北海道ニセコ町役場様
株式会社ニセコリゾート観光協会様
デジタルスタンプラリーの定期的な開催で、独自データを観光マーケティングに利活用。関係組織とのダッシュボードの共有で、ベクトルをひとつに!
北海道ニセコ町は、国立公園・国定公園に指定されるなど、四季折々の自然景観に恵まれた通年観光リゾート地で、夏期には登山・トレッキング・カヌー・ラフティング等の体験型アウトドアスポーツ、冬期には世界に誇るパウダースノーと大規模なスキー場でのウインタースポーツが盛んな地域です。2年ほど前から“まちづくり”の文脈でデジタルやAIを使った取り組みを進めるなかで、昨年デジタルマップを導入し、今回デジタルスタンプラリーを開催した背景や、これらを活用した今後の展望などについて詳しくお話を伺いました。
プラチナマップ/プラチナラリーの導入に至った背景
- デジタルマッププラットフォーム/デジタルスタンプラリーシステムの導入背景について教えていただけますか?

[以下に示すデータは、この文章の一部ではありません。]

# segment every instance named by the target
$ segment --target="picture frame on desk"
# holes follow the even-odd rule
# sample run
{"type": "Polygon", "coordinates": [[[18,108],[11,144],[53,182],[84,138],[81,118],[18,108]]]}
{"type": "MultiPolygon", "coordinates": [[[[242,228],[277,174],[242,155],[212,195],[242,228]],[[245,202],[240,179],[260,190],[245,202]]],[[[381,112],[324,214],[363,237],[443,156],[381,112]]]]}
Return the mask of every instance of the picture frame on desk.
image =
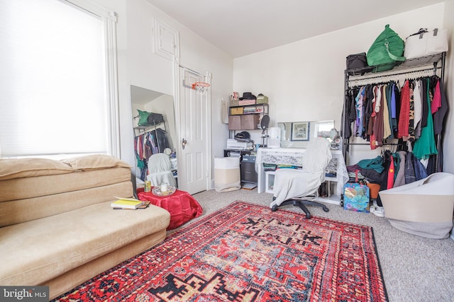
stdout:
{"type": "Polygon", "coordinates": [[[292,136],[293,141],[304,141],[309,140],[309,122],[299,122],[292,123],[292,136]]]}

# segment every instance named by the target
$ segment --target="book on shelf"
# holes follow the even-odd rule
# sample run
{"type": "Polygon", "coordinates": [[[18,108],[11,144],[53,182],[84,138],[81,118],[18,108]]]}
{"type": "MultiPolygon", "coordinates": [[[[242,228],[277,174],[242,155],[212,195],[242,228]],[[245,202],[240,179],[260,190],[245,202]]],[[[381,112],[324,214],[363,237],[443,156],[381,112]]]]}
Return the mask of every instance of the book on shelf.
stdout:
{"type": "Polygon", "coordinates": [[[111,207],[114,209],[138,209],[143,204],[143,202],[141,200],[135,199],[133,198],[118,198],[118,200],[112,202],[111,207]]]}

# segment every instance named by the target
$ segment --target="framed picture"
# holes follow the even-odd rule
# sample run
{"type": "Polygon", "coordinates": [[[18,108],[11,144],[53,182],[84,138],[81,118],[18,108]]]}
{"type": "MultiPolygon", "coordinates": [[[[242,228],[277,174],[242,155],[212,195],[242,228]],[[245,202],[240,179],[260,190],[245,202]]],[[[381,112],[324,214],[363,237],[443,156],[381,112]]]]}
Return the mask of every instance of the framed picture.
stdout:
{"type": "Polygon", "coordinates": [[[309,122],[292,122],[291,140],[309,141],[309,122]]]}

デジタルスタンプラリーに先駆けて、2023年9月にまずデジタルマップ(プラチナマップ)の導入からスタートしています。もともと、町と連携して商工会が紙で発行・運用していた飲食店マップがあったのですが、それをベースにブラッシュアップや情報拡充などをおこない、「ニセコ町デジタルグルメガイドマップ」としてリニューアルしました。そのデジタルマップをさらに利活用していこうという方針のもと、2024年夏に観光協会が中心になりデジタルスタンプラリーを企画・開催することになりました。
- いくつかあるサービスのなかで、「プラチナマップ/プラチナラリー」をお選びくださった理由を教えていただけますか?
他社サービスも比較したなかでプラチナマップを選んだ理由としましては、プロダクトページ“お客様の声”の金沢市さんのインタビュー記事など拝見し、大変参考になったことがひとつです。その他、我々の運用担当者が直感的に触れる管理画面の操作性、インバウンド受け入れにはマストである多言語対応、費用面でもライトなプランがあったことも導入しやすかったポイントでした。
- デジタルマップ/デジタルスタンプラリーの導入・実施目的について教えていただけますか?
観光地であるニセコ町にはいろいろな飲食店があるのですが、場所的に点在していたりインターネットやSNS上での情報発信が苦手な飲食店事業者もいるため、きちんと町全体として情報整理したマップを作って、それを観光客の方々に提供することで地域での飲食を便利に楽しんでもらいたい、と始めたのが紙ベースのグルメガイドマップです。マップのデジタル化については、観光客の情報収集方法の多くがスマートフォン上で完結する流れになってきているので、そのニーズを満たすものを導入し切り替えていきたい、という目的がありました。
デジタルスタンプラリーの開催について
- デジタルマップ/デジタルスタンプラリーの導入・実施にあたって、なにか目標などは設定されていましたか?
導入・実施にあたっては特に目標は設定しておらず、「まずはトライしてみよう」という方針で取り組みました。運用側が簡単に管理画面の設定や操作ができたり、マップ利用者がアプリインストール不要で利用可能ということは理解したうえでの導入しでしたが、正直未知数な部分もあったので、まずはトライしてみることを優先しました。いざ実際に設定などをおこなった感想としましては、初見でもガイドを見ながら直感的にスムーズに対応することができました。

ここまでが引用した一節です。